More than 200 Baylor University students, faculty, staff and alumni stood outside the home of President Ken Starr on Monday night to express their frustration with how the university has handled sexual assault allegations in recent years.
Some were moved to sing “This Little Light of Mine” during the event organizers called the “Survivor’s Stand.”
Stefanie Mundhenk, who Thursday accused Baylor of mishandling her alleged March 2015 sexual assault, which she reported in June, thanked the crowd and asked attendees to pray for change.
“It feels like a family here tonight,” she said. “As sexual assault survivors, a lot of times we feel left behind and forgotten. And I think I wanted this event to sort of say it doesn’t have to be that way any longer.”
The group observed moments of silence, and a volunteer read a poem as she walked through the crowd.
Afterward, many attendees went to George W. Truett Theological Seminary for a prayer service. The group had earlier been invited to the seminary by Truett Dean Todd Still, who also is serving as interim provost for the university after the abrupt resignation of former provost Edwin Trevathan, who remains with the school in a teaching capacity.
Starr is out of town, an employee of his office said before the gathering. Starr released a short statement Tuesday.
“We hear your voices loud and clear,” Starr wrote. “You want us to continue to improve. And you want definitive, responsible actions after we receive the insights and recommendations from Pepper Hamilton. You have my word on both.”
University Chaplain Burt Burleson was among those shielding his candle from a chilly breeze at the vigil in front of Starr’s house.
“This is a completely student-led effort,” Burleson said. “I’m here to be supportive of students.”
He said the recent turmoil over sexual assault allegations has created a somber mood on campus.
“It is disheartening for the campus community. I’m saddened,” Burleson said.
He said he hopes Baylor will use this “challenging time” to reflect on whether it is doing enough for sexual abuse survivors.
“Maybe we’ll find we have the right policies, and maybe we’ll find that we need better protocols,” he said.
Baylor spokeswoman Tonya Lewis said in a statement late Monday night that the university is committed to addressing the issue through the Title IX office and other student groups in an effort to “shine a light.”
“The university respects the decision of our students to gather in community to share their concerns and to support those who have been impacted personally by the devastating effects of sexual violence,” she said.
A recent ESPN report including five women who claimed they were sexually assaulted by former Baylor football player Tevin Elliott has fueled the issue.
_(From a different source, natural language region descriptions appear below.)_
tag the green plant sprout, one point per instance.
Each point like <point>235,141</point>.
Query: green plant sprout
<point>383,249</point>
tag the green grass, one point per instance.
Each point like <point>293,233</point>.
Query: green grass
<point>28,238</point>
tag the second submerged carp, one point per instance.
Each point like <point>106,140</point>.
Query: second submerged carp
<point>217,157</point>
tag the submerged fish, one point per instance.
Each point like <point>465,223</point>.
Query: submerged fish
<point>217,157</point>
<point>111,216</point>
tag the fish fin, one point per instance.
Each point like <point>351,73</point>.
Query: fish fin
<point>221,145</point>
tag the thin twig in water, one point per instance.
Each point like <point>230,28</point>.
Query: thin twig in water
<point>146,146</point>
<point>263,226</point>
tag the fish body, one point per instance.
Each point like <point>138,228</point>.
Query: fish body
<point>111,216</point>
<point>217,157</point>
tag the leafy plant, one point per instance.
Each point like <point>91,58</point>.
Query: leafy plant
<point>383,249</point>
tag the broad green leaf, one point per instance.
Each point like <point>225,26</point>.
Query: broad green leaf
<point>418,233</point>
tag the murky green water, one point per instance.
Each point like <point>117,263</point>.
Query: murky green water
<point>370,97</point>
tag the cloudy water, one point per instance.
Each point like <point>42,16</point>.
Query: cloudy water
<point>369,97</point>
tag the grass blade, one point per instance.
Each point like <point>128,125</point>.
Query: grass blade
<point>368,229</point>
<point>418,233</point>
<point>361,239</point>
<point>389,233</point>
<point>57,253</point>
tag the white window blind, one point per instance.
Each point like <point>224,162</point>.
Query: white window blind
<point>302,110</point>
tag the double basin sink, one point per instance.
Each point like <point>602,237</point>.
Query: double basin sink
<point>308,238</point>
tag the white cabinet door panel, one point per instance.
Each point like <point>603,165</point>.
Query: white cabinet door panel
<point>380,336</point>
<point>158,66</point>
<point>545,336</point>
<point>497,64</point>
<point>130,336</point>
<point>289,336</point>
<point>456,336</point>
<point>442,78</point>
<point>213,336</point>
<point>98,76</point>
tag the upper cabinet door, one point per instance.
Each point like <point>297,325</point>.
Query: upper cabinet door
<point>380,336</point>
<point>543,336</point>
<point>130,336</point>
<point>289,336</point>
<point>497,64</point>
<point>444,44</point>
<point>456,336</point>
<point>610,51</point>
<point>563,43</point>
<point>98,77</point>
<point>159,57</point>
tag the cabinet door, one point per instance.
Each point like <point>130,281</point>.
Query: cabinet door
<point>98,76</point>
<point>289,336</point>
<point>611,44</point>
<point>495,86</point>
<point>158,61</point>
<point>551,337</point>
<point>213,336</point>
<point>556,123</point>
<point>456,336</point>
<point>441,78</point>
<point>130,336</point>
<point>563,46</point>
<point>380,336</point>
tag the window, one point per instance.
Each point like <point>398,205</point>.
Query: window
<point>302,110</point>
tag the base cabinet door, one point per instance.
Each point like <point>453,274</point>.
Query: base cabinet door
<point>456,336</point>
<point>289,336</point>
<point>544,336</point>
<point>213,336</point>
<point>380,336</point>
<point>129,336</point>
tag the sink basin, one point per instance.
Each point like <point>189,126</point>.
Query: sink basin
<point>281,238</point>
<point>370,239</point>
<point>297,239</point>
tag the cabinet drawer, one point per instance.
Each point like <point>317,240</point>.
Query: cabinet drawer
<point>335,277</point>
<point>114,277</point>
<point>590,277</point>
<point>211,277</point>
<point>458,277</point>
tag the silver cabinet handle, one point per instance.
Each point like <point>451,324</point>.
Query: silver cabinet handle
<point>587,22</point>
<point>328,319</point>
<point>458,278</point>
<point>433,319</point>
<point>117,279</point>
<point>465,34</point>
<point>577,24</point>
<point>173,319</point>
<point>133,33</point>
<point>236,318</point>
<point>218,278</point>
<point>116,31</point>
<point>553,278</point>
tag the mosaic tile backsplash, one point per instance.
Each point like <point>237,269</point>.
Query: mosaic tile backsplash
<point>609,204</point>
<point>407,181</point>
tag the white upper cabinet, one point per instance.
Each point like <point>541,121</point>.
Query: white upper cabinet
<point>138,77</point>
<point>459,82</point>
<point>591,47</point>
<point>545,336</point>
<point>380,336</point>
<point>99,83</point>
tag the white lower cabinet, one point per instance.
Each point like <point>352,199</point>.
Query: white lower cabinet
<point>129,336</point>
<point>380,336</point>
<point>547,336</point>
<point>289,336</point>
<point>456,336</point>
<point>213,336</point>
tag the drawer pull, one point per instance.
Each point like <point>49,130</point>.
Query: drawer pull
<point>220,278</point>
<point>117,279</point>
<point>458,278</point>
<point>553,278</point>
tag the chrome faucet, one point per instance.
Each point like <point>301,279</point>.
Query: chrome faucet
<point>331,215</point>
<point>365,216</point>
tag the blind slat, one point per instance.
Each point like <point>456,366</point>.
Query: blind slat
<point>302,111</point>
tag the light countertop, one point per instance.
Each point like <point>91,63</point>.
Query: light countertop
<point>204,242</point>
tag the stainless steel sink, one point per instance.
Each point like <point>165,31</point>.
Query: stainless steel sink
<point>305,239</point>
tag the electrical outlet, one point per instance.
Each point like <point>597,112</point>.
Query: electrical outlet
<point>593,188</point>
Elliott was sentenced in 2014 to 20 years in prison on two counts of sexually assaulting a former student in 2012.
Three women in the story claim Baylor offered minimal support throughout the process.
Criticism also followed the August 2015 sexual assault conviction of now-former football player Sam Ukwuachu, who sexually assaulted a former Baylor athlete in 2013. The school’s investigation of the victim’s outcry came under scrutiny during and after Ukwuachu’s trial.
A Baylor senior who gave her name as Pam announced at the prayer service that on Monday she finally reported to the Title IX office a sexual assault she suffered in May 2014 at the hands of a co-worker at a Baylor dorm.
“Why didn’t I report it until now? I was afraid,” she said. “With the past treatment of assault victims, I thought I had reason to be afraid. . . . I was scared no one would believe me.”
She said she faces panic attacks daily.
“I’m starting to think it doesn’t have to be this way,” she added. “I felt so relieved when I walked out of that office, that I don’t have to bear this alone. . . . Baylor, please don’t let my case fall through the cracks. Please don’t ignore any more victims and show us how you, as a Christian university, are going to lead the way through this cultural epidemic of assault.”
Baylor School of Social Work freshman Sydney Pechal said the issue makes her think twice about being at Baylor.
“To quote my dad, ‘They have the money to cover it up,’ ” she said. “And it’s sad. We’re a Christian university.”
“I’m just going to come out and say it: I think Baylor failed a lot of us here tonight,” she told the crowd. “I love Baylor and have a great care for Baylor. Ken Starr at his convocation (said to always) have a great care for Baylor, and I think that’s what we’re doing here tonight.”
Staff writer J.B. Smith contributed to this story.